Question

The moment of inertia of a square lamina about the perpendicular axis through its centre of mass is \[20kg - {m^2}\]. Then its moment of inertia about an axis touching its side and in the plane of lamina will be:
A). \[20kg - {m^2}\]
B). \[30kg - {m^2}\]
C). \[40kg - {m^2}\]
D). \[25kg - {m^2}\]

Answer 1

Hint: For solving this problem, we need to know the formula for Moment of Inertia of a square lamina whose axis is passing through the centre and perpendicular to it (its value is given), along with the theorem of parallel axis and perpendicular axis to find the answer.

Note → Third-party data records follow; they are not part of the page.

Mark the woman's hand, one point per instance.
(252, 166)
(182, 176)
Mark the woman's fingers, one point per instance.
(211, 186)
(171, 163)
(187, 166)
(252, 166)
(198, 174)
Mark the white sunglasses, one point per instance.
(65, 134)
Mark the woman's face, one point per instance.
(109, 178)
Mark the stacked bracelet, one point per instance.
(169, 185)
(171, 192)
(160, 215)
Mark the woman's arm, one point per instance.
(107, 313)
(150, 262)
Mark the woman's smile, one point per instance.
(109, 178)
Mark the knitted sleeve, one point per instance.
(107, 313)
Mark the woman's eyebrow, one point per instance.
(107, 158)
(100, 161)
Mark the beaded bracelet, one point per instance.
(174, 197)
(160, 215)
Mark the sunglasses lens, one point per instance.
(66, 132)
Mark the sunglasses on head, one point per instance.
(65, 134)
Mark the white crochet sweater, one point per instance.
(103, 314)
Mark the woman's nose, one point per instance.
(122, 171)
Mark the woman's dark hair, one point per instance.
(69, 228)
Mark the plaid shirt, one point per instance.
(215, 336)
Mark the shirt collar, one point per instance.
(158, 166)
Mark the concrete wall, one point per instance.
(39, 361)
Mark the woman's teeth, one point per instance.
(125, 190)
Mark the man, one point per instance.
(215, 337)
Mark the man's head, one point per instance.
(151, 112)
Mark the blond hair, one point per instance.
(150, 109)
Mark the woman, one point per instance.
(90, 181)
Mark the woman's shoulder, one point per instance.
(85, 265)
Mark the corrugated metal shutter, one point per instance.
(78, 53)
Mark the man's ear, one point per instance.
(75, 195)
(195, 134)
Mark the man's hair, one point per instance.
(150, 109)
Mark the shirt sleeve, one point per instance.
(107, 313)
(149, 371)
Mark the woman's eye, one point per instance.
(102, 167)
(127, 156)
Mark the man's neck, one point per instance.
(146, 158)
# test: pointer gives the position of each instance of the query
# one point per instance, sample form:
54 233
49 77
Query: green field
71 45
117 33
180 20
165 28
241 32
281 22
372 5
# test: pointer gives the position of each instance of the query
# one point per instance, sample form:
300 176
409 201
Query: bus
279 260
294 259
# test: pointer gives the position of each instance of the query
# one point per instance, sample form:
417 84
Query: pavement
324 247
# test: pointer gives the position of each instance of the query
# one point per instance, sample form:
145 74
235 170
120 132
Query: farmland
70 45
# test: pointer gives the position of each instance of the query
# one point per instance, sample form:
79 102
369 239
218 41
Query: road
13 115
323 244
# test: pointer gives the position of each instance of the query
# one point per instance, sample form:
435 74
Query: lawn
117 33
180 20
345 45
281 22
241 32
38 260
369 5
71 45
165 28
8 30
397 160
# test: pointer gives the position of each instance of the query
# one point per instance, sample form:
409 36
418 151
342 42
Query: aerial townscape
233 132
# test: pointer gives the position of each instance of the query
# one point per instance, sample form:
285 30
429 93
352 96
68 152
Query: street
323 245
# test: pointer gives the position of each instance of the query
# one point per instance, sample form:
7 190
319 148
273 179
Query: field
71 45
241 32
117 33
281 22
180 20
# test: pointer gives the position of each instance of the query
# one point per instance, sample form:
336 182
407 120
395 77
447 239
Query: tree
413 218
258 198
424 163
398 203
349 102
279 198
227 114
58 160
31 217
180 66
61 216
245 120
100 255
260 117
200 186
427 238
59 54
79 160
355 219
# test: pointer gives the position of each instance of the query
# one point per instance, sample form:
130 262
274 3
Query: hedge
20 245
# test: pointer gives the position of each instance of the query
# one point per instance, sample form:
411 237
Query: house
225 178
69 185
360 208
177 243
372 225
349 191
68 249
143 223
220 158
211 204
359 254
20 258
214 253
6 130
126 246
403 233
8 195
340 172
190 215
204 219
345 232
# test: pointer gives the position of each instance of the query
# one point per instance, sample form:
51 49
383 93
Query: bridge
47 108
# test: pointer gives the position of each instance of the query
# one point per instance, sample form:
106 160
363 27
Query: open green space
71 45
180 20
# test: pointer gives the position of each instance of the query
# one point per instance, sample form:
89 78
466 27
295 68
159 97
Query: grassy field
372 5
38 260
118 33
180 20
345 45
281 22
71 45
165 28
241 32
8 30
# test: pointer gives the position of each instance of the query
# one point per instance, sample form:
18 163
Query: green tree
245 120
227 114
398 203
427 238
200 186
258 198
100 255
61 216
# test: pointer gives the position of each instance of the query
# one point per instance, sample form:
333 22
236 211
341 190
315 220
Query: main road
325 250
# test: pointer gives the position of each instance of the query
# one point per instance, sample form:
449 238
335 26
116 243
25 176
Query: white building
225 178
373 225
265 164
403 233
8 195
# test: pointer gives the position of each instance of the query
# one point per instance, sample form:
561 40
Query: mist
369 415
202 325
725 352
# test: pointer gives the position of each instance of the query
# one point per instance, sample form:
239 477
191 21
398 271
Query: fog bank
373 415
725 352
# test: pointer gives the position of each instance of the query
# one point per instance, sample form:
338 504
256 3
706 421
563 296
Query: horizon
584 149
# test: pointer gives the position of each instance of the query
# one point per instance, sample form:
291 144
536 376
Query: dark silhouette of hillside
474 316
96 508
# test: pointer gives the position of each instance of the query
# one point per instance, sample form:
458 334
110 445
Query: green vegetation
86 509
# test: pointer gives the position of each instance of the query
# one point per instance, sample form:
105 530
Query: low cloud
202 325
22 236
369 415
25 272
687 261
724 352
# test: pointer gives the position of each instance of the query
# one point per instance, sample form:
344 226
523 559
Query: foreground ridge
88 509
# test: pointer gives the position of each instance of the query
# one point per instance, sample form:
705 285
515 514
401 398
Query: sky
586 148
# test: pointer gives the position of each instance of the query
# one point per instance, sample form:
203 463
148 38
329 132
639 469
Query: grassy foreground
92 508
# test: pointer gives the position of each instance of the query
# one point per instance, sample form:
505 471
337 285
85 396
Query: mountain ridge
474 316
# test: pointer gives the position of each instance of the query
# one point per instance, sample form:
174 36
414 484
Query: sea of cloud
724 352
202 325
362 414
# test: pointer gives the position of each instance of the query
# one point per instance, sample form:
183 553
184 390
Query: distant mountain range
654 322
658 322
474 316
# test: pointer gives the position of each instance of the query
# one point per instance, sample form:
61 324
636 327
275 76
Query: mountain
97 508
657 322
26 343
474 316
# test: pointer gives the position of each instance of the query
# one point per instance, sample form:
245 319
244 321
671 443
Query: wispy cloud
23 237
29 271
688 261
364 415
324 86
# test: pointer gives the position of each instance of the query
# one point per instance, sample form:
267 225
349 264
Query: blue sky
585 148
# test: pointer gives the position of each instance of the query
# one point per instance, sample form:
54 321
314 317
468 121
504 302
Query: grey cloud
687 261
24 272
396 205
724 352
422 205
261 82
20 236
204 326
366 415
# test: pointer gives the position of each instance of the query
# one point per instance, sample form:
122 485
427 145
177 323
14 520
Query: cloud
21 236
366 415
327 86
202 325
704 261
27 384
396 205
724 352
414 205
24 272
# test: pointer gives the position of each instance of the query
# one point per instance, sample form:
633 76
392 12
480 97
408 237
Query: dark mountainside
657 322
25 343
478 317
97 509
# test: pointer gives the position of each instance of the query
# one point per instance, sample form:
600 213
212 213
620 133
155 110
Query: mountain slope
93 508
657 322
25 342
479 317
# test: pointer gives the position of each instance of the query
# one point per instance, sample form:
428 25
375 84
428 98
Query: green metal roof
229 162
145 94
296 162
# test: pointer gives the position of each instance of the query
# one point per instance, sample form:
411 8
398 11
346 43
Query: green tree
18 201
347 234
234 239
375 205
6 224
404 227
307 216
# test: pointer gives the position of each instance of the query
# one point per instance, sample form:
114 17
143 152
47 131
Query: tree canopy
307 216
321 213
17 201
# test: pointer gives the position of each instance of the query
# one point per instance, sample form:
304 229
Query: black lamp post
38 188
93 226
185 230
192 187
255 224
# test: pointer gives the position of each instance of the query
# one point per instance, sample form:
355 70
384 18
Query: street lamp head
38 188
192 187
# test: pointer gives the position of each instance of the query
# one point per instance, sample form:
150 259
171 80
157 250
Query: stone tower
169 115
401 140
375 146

Formula used: The moment of Inertia of a square lamina whose axis is passing through the centre and perpendicular to it is given by:
\[I = \dfrac{{M{L^2}}}{6}\]
Here L is known as the length of the square lamina and M is its mass.
The theorem of parallel axis is given as:
\[{I_{AB}} = I + M{h^2}\]
\[{I_{AB}}\]is the moment of inertia of a body parallel to \[I\] and at a distance \[h\]from it.
Theorem of perpendicular axis is:
\[{I_z} = {I_x} + {I_y}\]

Complete step by step answer:

We are given the moment of inertia of a square lamina about the perpendicular axis through its centre of mass to be
\[{I_z} = 20kg - {m^2}\]
Here ${I_z}$ is the Moment of Inertia of a square lamina whose axis is passing through the centre and perpendicular to it. It can be given as follows:
\[{I_z} = I = \dfrac{{M{L^2}}}{6} = 20\]
From this expression, we get that
\[M{L^2} = 120\]
Now we will use the perpendicular axis theorem. Since the lamina has a shape of square, we have \[{I_x} = {I_y}\]
\[{I_z} = 2{I_x} = 20\]
 \[{I_x} = 10\]
Now, using the parallel axis theorem we will find the axis parallel to \[{I_x}\]:
\[{I_{AB}} = {I_x} + M{(\dfrac{L}{2})^2}\]
\[{I_{AB}} = 10 + \dfrac{{M{L^2}}}{4}\]
\[{I_{AB}} = 10 + \dfrac{{120}}{4}\]
\[{I_{AB}} = 40kg - {m^2}\]
This is the required answer. Hence the correct answer is option C.

Note: In the parallel axis theorem the moment of inertia of the axis perpendicular to the centre of mass should be known in order to find the Moment of inertia for a parallel axis which is ‘h’ distance apart or vice versa. Means of the two parallel axis one should be passing through the Centre of mass of the rotating body.